Monsieur le Chancelier,
Monsieur le Consul Général a bien voulu m’accorder l’asile onirique, il m’encourage en outre à demander la nationalité patagonne. J’ai donc la joie de postuler à cette dignité.
Bien entendu, je souhaite servir le rayonnement de Sa Majesté. Or, en tant qu’historienne de l’art et admiratrice de Baudelaire, je nourris depuis l’enfance une passion pour les Phares. Tous les phares. Les côtes Patagonnes, où la mer a du caractère, sont idéales pour la construction d’ouvrages salutaires aux malheureux qui barbotent dans les eaux troubles de l’époque. Je suis persuadée que la résurrection de la tour de Pharos ne pourra se faire qu’en Patagonie, seul royaume apte à conserver durablement une merveille de monde ; les Patagons réussiront là où les égyptiens, comme les grecs trop rationnels, ont lamentablement échoué. Je connais, bien sûr, les efforts de Mr Bronner qui a reconstruit de ses mains un phare au bout du monde.
Néanmoins, c’est à d’autres formes de sauvetages ou de reconstructions que je m’emploie.
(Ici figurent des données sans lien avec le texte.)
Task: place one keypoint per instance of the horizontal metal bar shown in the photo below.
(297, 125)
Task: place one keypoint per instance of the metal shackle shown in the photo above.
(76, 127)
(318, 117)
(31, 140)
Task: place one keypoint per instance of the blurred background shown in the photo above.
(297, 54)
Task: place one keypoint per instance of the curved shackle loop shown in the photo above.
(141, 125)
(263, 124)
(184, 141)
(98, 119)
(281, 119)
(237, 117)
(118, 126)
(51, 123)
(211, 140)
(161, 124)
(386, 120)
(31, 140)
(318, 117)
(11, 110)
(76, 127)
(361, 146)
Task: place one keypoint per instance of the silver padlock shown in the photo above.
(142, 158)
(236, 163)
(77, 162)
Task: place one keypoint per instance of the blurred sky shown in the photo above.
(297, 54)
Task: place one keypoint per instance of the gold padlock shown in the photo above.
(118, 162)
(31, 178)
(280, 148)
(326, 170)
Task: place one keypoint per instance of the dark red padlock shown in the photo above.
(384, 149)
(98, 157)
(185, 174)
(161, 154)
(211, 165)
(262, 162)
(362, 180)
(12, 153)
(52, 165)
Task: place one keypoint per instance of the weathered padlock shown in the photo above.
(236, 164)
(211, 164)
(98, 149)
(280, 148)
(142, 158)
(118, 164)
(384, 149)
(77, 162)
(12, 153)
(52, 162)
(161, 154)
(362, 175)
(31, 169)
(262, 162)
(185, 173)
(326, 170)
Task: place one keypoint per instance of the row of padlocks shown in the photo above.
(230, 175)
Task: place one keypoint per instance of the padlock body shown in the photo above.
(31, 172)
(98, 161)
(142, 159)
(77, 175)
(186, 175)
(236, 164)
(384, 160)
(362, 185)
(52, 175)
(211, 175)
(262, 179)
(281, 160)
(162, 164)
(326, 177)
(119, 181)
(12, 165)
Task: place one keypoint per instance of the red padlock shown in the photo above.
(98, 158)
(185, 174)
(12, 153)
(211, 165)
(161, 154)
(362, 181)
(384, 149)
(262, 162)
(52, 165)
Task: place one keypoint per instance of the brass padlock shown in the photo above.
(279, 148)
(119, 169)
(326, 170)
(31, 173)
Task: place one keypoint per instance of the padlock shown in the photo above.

Dénicher les artistes isolés, qui campent devant leur toile comme Robinson sur son île ; éclairer les archives, les talents oubliés dans les fonds d’atelier ; marquer les écueils d‘une histoire de l‘art tumultueuse, voire boueuse, menaçant d’engloutir les derniers poètes, les ultimes rêveurs.Enfin, comme j’appartiens à la génération post-soixante huit, celle qui manque singulièrement de repères, vous comprendrez mon goût pour les balises …
C’est pourquoi je sollicite de votre bienveillance un poste de conservateur au musée, baudelairien, des Phares et Balises de Patagonie.
Veuillez agréer, Monsieur le Chancelier, l’expression de ma haute considération.